LINCOLN (SNR) – St. Michael Parish in Lincoln will offer two RCIA classes for those interested in the Catholic Faith on Sunday and Friday mornings stating this fall.
“The RCIA process is not for the faint of heart,” said pastor Father Kenneth Borowiak. “But the RCIA team is determined to accompany anyone willing to take the journey. And they are going to great lengths to do it.”
Related link: What is RCIA?
He said that three and a half years ago, he called a parish team together to discuss how to rejuvenate the RCIA experience.
“Our first step,” he said, “was training.” Five team members, including then-newly-ordained Father Eric Clark, assistant pastor at the time, traveled to Kansas City for a weekend-long training on the RCIA process and adult faith formation, facilitated by the Augustine Institute.
“The team came back on fire,” Father Borowiak said.
The Augustine Institute, headquartered in Denver, is answering Saint John Paul II’s call for a New Evangelization through a variety of on-campus and online academic offerings, initiatives and outreaches. A key component to the Augustine Institute’s RCIA offerings is its Symbolon series – a set of interactive DVDS which explain the Catholic faith. It is also available online through Formed.org, which is available to every parish in the Diocese of Lincoln.
Since the St. Michael team training, the RCIA experience at the parish has evolved its emphasis on sponsorship, hospitality, and invitation.
“We are constantly discussing how we can improve the experience,” said Joy Martin, RCIA coordinator. “At the end of one process, we examine what worked, what didn’t, and what we need to adjust to better support the minds and hearts of those seeking the Lord and His Church.”
Even scheduling has been an experiment. The team has offered classes on Sunday evenings and Thursday evenings and has added, on top of the traditional nine-month process, a four-month, accelerated summer process and, most recently, a Friday morning option to run parallel to a Sunday morning class.
All is done in the spirit of the New Evangelization—new in expression, ardor, and methods.

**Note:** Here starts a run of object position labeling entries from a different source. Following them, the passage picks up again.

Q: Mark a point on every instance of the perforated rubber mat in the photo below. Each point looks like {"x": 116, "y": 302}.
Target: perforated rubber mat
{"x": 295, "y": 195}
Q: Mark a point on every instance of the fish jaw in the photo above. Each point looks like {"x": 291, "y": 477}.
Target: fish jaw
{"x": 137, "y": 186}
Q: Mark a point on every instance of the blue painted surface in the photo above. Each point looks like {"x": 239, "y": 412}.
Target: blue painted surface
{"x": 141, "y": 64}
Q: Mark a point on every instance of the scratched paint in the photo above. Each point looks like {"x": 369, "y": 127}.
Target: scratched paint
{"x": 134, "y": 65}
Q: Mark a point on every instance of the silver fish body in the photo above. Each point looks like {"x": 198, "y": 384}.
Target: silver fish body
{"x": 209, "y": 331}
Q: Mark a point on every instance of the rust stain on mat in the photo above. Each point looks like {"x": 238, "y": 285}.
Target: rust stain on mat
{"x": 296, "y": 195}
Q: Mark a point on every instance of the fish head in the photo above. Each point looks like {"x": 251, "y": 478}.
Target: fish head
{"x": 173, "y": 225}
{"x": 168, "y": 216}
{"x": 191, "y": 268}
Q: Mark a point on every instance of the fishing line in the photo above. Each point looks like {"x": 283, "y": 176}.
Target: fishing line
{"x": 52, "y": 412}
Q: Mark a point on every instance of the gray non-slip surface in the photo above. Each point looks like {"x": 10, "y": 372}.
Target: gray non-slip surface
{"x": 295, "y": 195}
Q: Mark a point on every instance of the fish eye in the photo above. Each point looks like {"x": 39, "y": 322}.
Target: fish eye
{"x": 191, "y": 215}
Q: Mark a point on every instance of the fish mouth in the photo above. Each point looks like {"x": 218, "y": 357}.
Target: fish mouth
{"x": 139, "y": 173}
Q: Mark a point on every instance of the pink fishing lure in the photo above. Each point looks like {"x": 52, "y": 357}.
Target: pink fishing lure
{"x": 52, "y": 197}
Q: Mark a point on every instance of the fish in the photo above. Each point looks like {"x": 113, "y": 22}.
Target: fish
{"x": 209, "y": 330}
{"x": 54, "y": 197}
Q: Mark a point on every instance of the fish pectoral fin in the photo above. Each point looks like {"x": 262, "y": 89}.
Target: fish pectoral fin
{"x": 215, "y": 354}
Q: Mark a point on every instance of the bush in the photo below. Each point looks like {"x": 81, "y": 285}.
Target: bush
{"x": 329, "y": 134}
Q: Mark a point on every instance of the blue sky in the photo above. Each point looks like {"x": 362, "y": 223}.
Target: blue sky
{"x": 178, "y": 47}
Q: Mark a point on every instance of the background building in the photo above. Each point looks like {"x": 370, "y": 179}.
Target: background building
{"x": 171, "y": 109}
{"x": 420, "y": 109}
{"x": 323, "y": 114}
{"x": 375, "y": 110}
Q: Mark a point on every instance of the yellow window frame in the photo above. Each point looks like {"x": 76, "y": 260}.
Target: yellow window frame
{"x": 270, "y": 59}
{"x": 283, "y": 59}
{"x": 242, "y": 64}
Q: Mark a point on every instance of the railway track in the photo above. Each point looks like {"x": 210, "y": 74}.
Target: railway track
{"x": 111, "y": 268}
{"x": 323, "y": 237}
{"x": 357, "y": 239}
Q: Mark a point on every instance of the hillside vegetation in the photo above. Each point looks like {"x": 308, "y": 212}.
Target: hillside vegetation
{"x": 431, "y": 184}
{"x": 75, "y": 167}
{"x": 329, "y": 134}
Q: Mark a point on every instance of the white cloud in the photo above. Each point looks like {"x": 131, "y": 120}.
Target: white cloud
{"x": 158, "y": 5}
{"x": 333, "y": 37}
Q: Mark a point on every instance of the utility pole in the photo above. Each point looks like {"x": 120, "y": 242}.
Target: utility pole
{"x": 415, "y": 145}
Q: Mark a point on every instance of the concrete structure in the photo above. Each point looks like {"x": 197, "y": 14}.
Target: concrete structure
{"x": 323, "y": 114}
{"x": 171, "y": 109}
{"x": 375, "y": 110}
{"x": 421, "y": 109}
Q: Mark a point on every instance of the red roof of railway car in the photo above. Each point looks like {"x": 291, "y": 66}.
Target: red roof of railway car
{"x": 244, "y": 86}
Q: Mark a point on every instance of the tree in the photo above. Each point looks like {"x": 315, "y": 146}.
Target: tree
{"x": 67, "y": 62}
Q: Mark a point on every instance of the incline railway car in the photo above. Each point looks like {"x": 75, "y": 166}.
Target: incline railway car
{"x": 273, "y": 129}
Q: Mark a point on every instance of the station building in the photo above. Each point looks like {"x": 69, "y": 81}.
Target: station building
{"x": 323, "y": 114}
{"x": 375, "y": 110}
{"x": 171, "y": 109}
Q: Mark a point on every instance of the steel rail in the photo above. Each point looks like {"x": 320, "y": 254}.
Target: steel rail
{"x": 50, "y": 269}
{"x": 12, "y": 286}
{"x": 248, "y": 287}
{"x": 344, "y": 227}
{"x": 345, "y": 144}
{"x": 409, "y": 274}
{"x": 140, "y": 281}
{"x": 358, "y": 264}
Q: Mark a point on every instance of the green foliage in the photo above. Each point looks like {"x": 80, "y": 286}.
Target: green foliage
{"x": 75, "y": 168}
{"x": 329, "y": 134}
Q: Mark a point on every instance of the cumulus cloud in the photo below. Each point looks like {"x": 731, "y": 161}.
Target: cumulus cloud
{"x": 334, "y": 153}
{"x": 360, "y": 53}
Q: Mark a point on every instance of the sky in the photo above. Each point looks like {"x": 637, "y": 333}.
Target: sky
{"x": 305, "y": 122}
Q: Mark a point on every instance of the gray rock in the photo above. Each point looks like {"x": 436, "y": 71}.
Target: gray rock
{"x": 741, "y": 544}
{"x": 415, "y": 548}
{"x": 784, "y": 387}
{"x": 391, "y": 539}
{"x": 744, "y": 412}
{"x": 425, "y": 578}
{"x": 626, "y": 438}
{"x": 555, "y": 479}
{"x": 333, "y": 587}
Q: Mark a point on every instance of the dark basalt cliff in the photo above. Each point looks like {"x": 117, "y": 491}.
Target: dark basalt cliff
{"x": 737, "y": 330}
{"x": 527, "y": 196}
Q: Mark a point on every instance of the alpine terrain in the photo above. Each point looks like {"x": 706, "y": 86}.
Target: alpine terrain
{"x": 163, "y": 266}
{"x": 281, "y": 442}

While Father Borowiak continues his tradition of sending hand-written invitations to potential inquirers in the parish, he has encouraged the team and parishioners to expand marketing outreach—everything from announcements, testimonials, flyers, Catholic media, one on one conversations and door-to-door visits.
“We want to meet people where they are and help them walk this journey of faith,” he said.
A journey of faith inquiry deserves time, discernment, and whole-hearted engagement.
But many refrain from joining this journey of faith due to work schedules, travel constraints, and family obligations, he said. They simply cannot make the RCIA schedule fit their own.
The 2017-18 St. Michael class options will be on Sundays and Fridays.
The primary class will be held from 10:45 a.m. to 12:15 p.m., after the 9:30 a.m. Mass. This option gives inquirers an opportunity to form community, encounter Jesus through prayer, and learn about the teachings of the Church in an inviting and engaging atmosphere. Classes begin Sept. 17.
Those unable to participate on Sundays are encouraged to consider the weekday option of Fridays, from 9:30 to 11 a.m., beginning Sept. 15. These classes would run parallel to the Sunday classes and join together for all rites and special events.
Both classes will be held at St. Michael Parish, 9101 S. 78th St. in southeast Lincoln.
“Pope Francis encourages Catholics to be a Church that practices the art of accompaniment—accompanying people on their journey of faith, meeting them where they are,” Father Borowiak said. “The RCIA team at St. Michael is committed to welcoming all who desire the opportunity to learn and love Jesus Christ and His Church.”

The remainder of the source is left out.